User:MPopov (WMF)/Notes/Refinery

From Meta, a Wikimedia project coordination wiki

This page provides a brief introduction to working with Analytics Engineering's Refinery source code for the purpose of a Product Analytics skillshare on UDF development.

Setup[edit]

  • Required
    • Analytics Refinery source repository: git clone ssh://gerrit.wikimedia.org:29418/analytics/refinery/source
    • Java Development Kit (JDK) 8
      • macOS & Linux binaries are available from Oracle
      • Linux users have the option of OpenJDK: sudo apt-get install openjdk-8-jre
      • Once installed I recommend setting the JAVA_HOME environment variable in your ~/.bash_profile or ~/.bashrc:
        export JAVA_HOME=/Library/Java/JavaVirtualMachines/jdk1.8.0_172.jdk/Contents/Home
        export PATH="$JAVA_HOME/bin:$PATH"
        
    • Apache Maven (Mac with Homebrew: brew install maven; Linux: sudo apt-get install maven)
  • Recommended IDE for Java: IntelliJ IDEA (Community Edition)
    • There are currently issues with some of the stuff in the repo and IDEA not recognizing sources, so installing the Apache Avro plugin wouldn't hurt (but also doesn't seem to help)
    • Python users might recognize the company as the makers of PyCharm

Basics[edit]

First, run mvn package while in the directory where you cloned the repo to. This should download all the necessary dependencies into ~/.m2/ and build the refinery source code into binary JARs.

The generated refinery-hive/target/refinery-hive-X.Y.ZZ-SNAPSHOT.jar is what you would import in your Hive query via statements like:

  • ADD JAR /srv/deployment/analytics/refinery/artifacts/refinery-hive.jar;
  • ADD JAR hdfs:///wmf/refinery/current/artifacts/refinery-hive.jar;

Refer to Analytics/Systems/Cluster/Hive/QueryUsingUDF for more details.

Development[edit]

Importing project into IntelliJ IDEA[edit]

Import Project and select the cloned repo directory. Pick Maven under "Import project from external model" and proceed with all the default choices until the project has been imported.

If at any point you're at an SDK selection screen, you need to pick JDK8 that you installed earlier.
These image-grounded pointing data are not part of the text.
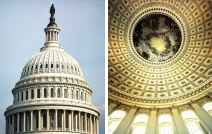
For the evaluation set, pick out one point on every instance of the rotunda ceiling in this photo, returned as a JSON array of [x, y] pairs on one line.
[[160, 52]]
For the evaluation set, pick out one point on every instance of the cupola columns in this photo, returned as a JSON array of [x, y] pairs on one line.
[[52, 31]]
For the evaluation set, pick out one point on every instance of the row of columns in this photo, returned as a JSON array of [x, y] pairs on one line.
[[48, 92], [52, 120], [152, 127]]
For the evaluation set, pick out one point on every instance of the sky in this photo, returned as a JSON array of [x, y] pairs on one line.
[[22, 26]]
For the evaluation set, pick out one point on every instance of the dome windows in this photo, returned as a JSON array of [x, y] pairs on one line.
[[139, 124], [165, 124], [114, 120], [208, 107], [192, 122], [68, 93]]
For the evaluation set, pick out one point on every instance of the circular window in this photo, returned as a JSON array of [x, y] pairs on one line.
[[157, 37]]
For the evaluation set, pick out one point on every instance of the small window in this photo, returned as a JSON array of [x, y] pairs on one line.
[[18, 96], [22, 96], [32, 94], [59, 93], [38, 93], [45, 93], [52, 92], [81, 95], [26, 95], [66, 93], [72, 94], [77, 95]]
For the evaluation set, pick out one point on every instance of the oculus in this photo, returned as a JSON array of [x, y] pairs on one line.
[[156, 37]]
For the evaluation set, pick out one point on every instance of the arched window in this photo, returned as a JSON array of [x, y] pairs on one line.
[[165, 124], [192, 122], [45, 93], [139, 124], [59, 94], [114, 120], [208, 107]]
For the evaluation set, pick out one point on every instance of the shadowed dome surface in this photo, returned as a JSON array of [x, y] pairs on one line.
[[156, 37], [134, 79]]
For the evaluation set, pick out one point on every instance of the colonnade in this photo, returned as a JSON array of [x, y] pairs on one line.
[[52, 120], [125, 125]]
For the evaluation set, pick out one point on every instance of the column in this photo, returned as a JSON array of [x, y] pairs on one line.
[[204, 117], [55, 119], [24, 121], [39, 120], [13, 124], [47, 119], [31, 113], [64, 120], [18, 120], [79, 122], [72, 121], [126, 122], [69, 120], [111, 108], [91, 124], [76, 122], [97, 124], [94, 124], [152, 123], [86, 122], [179, 123]]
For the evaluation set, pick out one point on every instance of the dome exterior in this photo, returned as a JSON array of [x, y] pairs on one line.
[[52, 60], [52, 95], [159, 72]]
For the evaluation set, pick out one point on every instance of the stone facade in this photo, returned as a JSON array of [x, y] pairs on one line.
[[52, 95]]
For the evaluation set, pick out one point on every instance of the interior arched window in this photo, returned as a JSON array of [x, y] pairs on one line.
[[139, 124], [208, 107], [192, 122], [165, 124], [114, 120]]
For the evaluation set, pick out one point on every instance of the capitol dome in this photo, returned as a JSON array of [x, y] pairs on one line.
[[52, 60], [52, 95], [159, 72]]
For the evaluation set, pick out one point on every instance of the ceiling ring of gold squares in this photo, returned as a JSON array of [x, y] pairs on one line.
[[182, 78]]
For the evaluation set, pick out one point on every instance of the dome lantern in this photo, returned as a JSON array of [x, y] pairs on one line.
[[52, 31]]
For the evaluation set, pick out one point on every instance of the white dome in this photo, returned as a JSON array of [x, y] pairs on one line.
[[52, 60]]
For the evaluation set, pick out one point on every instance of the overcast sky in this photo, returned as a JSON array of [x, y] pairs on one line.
[[22, 26]]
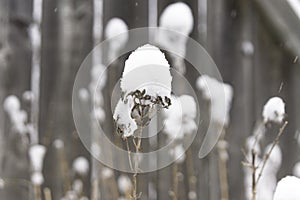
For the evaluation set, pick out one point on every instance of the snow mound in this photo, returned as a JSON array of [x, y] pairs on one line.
[[274, 110]]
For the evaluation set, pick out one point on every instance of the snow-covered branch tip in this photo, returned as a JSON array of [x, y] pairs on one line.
[[146, 88], [175, 31]]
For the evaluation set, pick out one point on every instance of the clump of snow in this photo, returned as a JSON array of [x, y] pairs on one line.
[[147, 71], [36, 155], [275, 158], [147, 68], [37, 178], [247, 48], [124, 184], [174, 32], [58, 143], [180, 117], [122, 116], [178, 153], [117, 31], [274, 110], [220, 96], [81, 165], [11, 104], [83, 94], [17, 116], [288, 189], [28, 96], [296, 169]]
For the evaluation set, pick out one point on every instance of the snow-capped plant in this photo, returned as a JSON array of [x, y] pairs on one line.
[[81, 166], [146, 86], [274, 110], [287, 189], [36, 154], [220, 96], [178, 153], [267, 184], [180, 117], [37, 178], [117, 29], [175, 31], [124, 184], [296, 170]]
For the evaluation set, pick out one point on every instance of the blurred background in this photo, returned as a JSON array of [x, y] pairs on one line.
[[255, 45]]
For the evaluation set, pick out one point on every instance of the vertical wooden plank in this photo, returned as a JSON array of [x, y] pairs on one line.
[[16, 81], [67, 39]]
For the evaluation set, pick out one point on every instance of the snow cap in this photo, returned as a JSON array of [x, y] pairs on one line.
[[36, 155], [147, 68], [274, 110]]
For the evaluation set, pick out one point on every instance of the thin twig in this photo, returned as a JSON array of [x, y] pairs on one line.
[[175, 181], [275, 142]]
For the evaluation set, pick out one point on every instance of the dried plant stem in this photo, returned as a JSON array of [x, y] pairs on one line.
[[137, 145], [223, 171], [95, 190], [47, 194], [175, 181], [191, 173], [275, 142], [253, 166]]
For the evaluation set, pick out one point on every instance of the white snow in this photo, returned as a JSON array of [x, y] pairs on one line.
[[295, 4], [122, 116], [178, 153], [81, 165], [175, 30], [36, 155], [288, 189], [296, 170], [37, 178], [124, 184], [83, 94], [180, 117], [116, 30], [220, 96], [77, 186], [274, 110], [147, 68]]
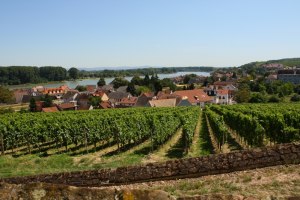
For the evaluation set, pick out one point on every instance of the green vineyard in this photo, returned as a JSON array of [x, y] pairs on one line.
[[31, 143], [122, 127]]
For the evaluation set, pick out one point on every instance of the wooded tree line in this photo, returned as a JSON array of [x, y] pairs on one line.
[[15, 75], [143, 71]]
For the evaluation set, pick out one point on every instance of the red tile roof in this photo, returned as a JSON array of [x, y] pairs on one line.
[[61, 89], [90, 88], [222, 92], [163, 103], [99, 93], [50, 109], [67, 105], [148, 94], [130, 100], [194, 96], [105, 105], [222, 83]]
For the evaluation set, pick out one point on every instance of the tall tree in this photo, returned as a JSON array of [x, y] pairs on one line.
[[6, 96], [131, 89], [32, 105], [73, 73]]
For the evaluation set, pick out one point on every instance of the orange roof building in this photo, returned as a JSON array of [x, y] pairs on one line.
[[195, 97], [50, 109]]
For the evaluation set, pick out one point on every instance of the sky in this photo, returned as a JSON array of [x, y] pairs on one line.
[[112, 33]]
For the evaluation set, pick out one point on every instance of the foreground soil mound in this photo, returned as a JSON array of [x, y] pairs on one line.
[[43, 191]]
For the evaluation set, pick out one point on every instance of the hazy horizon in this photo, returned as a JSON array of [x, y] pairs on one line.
[[132, 33]]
  • If you don't see JDK8 that you installed earlier and need to + it to the list:
    • On a Mac, add: /Library/Java/JavaVirtualMachines/jdk1.8.0_172.jdk/Contents/Home
    • On a Linux PC, the directory is something like /usr/lib/jvm/java-8-openjdk/ but I suggest running which javac to confirm
  • Refer to Working with SDKs and Configuring IntelliJ Platform Plugin SDK for help

IDEA will then index the files and give you an error about org.wikimedia.analytics.schema symbol not resolving. Ignore it – Nuria and I have no idea how to fix this as our best bet of installing the Apache Avro plugin didn't work. You can at least write code and get all kinds of helpful hints & code completion suggestions in IDEA, and then just test/build in CLI with mvn package.

Unit Tests[edit]

They're good and you should write them.